Bürgermeister Lierenfeld: Land muss Flüchtlingskosten voll erstatten

Flüchtlingskosten in Dormagen : Lierenfeld: Das Land muss Flüchtlingskosten voll erstatten

Der Dormagener Bürgermeister fordert mehr Unterstützung vom Land NRW.

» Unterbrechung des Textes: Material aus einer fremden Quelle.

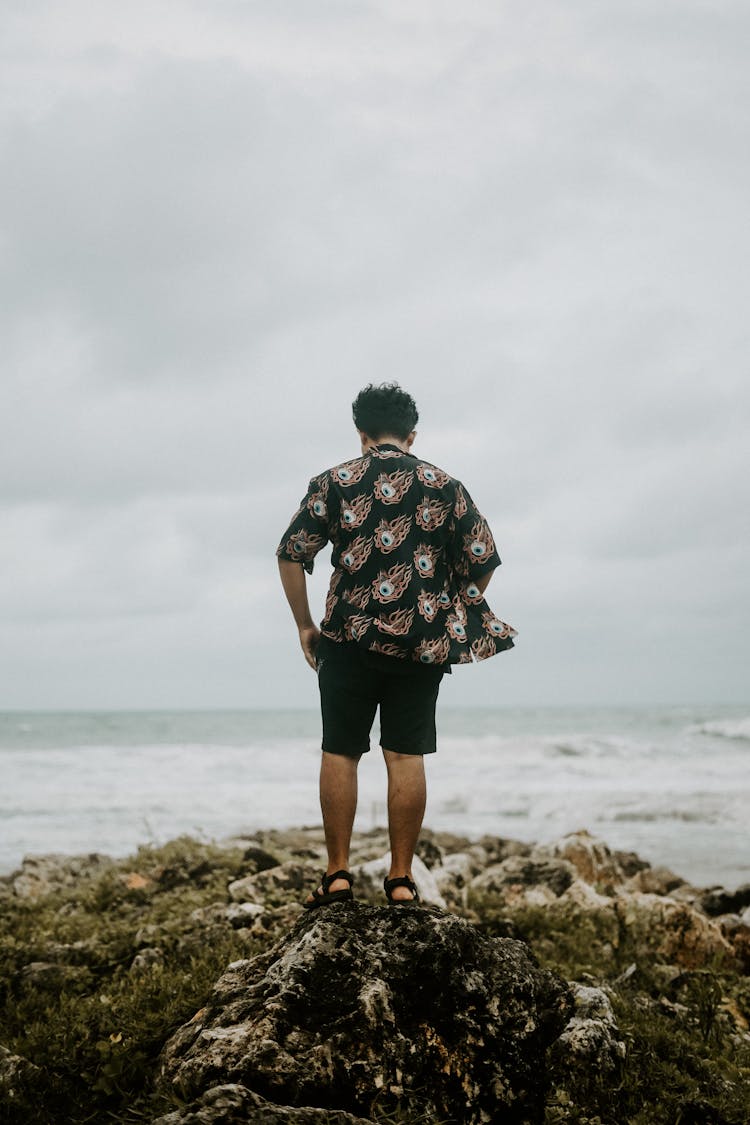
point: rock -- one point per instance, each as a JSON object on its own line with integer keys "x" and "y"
{"x": 654, "y": 881}
{"x": 407, "y": 1005}
{"x": 259, "y": 858}
{"x": 41, "y": 874}
{"x": 369, "y": 879}
{"x": 236, "y": 1105}
{"x": 716, "y": 900}
{"x": 17, "y": 1080}
{"x": 590, "y": 857}
{"x": 430, "y": 853}
{"x": 631, "y": 862}
{"x": 534, "y": 880}
{"x": 589, "y": 1043}
{"x": 274, "y": 885}
{"x": 677, "y": 932}
{"x": 146, "y": 960}
{"x": 499, "y": 847}
{"x": 53, "y": 977}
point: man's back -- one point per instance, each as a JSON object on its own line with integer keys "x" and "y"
{"x": 410, "y": 554}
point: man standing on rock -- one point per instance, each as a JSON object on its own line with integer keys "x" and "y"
{"x": 412, "y": 558}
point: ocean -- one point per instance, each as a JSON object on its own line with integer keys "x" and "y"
{"x": 671, "y": 783}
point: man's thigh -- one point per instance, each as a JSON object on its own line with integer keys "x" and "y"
{"x": 407, "y": 712}
{"x": 349, "y": 701}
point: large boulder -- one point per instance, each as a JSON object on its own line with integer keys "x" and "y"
{"x": 235, "y": 1105}
{"x": 409, "y": 1008}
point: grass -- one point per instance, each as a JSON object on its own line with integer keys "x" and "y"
{"x": 97, "y": 1032}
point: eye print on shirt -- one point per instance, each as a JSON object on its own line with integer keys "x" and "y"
{"x": 389, "y": 585}
{"x": 357, "y": 627}
{"x": 431, "y": 514}
{"x": 495, "y": 627}
{"x": 432, "y": 477}
{"x": 396, "y": 623}
{"x": 478, "y": 545}
{"x": 351, "y": 473}
{"x": 317, "y": 505}
{"x": 353, "y": 513}
{"x": 424, "y": 560}
{"x": 390, "y": 534}
{"x": 427, "y": 605}
{"x": 357, "y": 554}
{"x": 432, "y": 651}
{"x": 359, "y": 596}
{"x": 304, "y": 546}
{"x": 455, "y": 628}
{"x": 390, "y": 487}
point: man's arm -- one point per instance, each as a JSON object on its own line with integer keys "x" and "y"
{"x": 295, "y": 586}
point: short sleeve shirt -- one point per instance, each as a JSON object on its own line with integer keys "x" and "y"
{"x": 408, "y": 547}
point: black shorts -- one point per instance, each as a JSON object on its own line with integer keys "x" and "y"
{"x": 351, "y": 691}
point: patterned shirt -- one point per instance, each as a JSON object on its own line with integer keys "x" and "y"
{"x": 408, "y": 546}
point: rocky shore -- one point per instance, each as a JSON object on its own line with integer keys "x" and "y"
{"x": 565, "y": 982}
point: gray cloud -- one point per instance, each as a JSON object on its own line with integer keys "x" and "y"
{"x": 218, "y": 224}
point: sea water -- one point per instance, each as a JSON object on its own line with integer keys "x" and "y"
{"x": 671, "y": 783}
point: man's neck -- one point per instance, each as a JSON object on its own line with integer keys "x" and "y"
{"x": 387, "y": 439}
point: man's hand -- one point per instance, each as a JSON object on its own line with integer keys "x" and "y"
{"x": 308, "y": 638}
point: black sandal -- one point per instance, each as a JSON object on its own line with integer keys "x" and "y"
{"x": 388, "y": 885}
{"x": 322, "y": 898}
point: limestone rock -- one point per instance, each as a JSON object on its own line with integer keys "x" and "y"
{"x": 407, "y": 1006}
{"x": 274, "y": 885}
{"x": 41, "y": 874}
{"x": 590, "y": 1040}
{"x": 369, "y": 879}
{"x": 516, "y": 876}
{"x": 657, "y": 880}
{"x": 236, "y": 1105}
{"x": 716, "y": 900}
{"x": 53, "y": 977}
{"x": 146, "y": 960}
{"x": 675, "y": 930}
{"x": 17, "y": 1079}
{"x": 592, "y": 858}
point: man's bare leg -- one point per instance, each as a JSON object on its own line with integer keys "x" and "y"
{"x": 339, "y": 806}
{"x": 407, "y": 795}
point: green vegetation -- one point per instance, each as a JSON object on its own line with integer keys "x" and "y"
{"x": 686, "y": 1060}
{"x": 96, "y": 1029}
{"x": 75, "y": 1006}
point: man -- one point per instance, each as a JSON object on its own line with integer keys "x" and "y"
{"x": 412, "y": 558}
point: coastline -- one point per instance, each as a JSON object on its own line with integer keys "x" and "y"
{"x": 102, "y": 959}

Dormagens Bürgermeister Erik Lierenfeld fordert vom Land die volle Erstattung der Kosten für die Flüchtlingsunterbringung. „Die Kommunen in NRW sind im Integrationsbereich aktuell deutlich unterfinanziert“, sagte Lierenfeld am Rande der Präsidiumssitzung des Städte- und Gemeindebundes in Düsseldorf am Montag. „Die Landesregierung muss jetzt handeln und dafür sorgen, dass die Integration in den Gemeinden auskömmlich finanziert wird“, so Lierenfeld, der auch den gesellschaftlichen Frieden in Gefahr sieht, wie er ausführt: „Die Situation ist ungerecht und leistet Vorurteilen gegenüber Geflüchteten Vorschub.“

Der Präsident des Städte- und Gemeindebundes NRW, Bergkamens Bürgermeister Roland Schäfer, erklärte: „Die Kommunen sind mit einem dreistelligen Millionenbetrag in Vorleistung getreten. Diese Lücke muss rückwirkend zum Jahresbeginn 2018 geschlossen werden.“ Die durchschnittlichen Kosten für Unterbringung und Versorgung eines Flüchtlings liegen bei rund 13.000 Euro im Jahr. Nach dem Flüchtlingsaufnahmegesetz würden den Kommunen aber nur 10.400 Euro vom Land erstattet.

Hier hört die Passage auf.